François Gemenne s’exprimait ainsi :

“Le climat et plus largement l’environnement sont trop souvent traités comme des sujets secondaires. Or, l’environnement fait partie intégrante des problèmes politiques, sociaux et économiques à travers des enjeux de migrations et de sécurité avec un risque de déstabilisation d’États déjà fragilisés”.

Le monde est en train de franchir cinq points de bascule *, avec des conséquences irréversibles sur les écosystèmes. Disparition des calottes glaciaires du Groënland et de l’Antarctique Ouest, des récifs coralliens tropicaux ou encore dégel du pergélisol : ce ne sont plus des projections lointaines mais des réalités qui peuvent se produire dès maintenant, au niveau de réchauffement actuel. C’est le terrible constat que dressent des scientifiques internationaux dans une nouvelle étude publiée vendredi 9 septembre dans la revue Science.

Signes de faiblesse du Gulf Stream : une étude publiée dans la revue scientifique Nature en 2018 soulignait que le courant marin était à son plus faible niveau depuis 1 600 ans. D’autres travaux parus en août estimaient que celui-ci montrait les premiers signes d’un effondrement.
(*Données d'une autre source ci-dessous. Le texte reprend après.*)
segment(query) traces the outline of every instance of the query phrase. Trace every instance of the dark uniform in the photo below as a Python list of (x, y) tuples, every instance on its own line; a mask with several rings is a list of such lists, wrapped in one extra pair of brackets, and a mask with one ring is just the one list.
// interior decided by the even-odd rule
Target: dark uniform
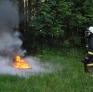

La déforestation amazonienne conduirait à un bouleversement dans le cycle de l’eau et les régimes météorologiques du monde entier. Parallèlement, avec la disparition de la forêt tout le carbone pompé et séquestré par les arbres serait relâché dans l’atmosphère et compliquerait la lutte contre le réchauffement climatique.

Sans compter que chaque année, 26 millions de personnes sont en moyenne déplacées à cause de catastrophes naturelles, soit une personne à chaque seconde où nous parlons. En 2015, trois fois plus de personnes se sont déplacées en raison de catastrophes naturelles qu’à cause des guerres et des violences. Et 86 % de ces catastrophes sont liées aux conditions climatiques. Ce phénomène est appelé à s’accentuer dans le futur.

 Au fur et à mesure que la température moyenne mondiale va s’élever, de nouveaux points de bascule seront atteints.

Le climatologue David Armstrong McKay estimait que l’humanité peut encore limiter les dégâts pour la suite. “Ça vaut toujours la peine de réduire nos émissions aussi rapidement que possible”, plaide le scientifique. Il est en effet primordial de rappeler que dans la lutte contre le changement climatique, chaque dixième de degré compte. 

*Il s’agit de seuils au-delà desquels un système change rapidement d’état et peut entraîner des réactions en chaîne irréversibles et incontrôlables à l’échelle planétaire.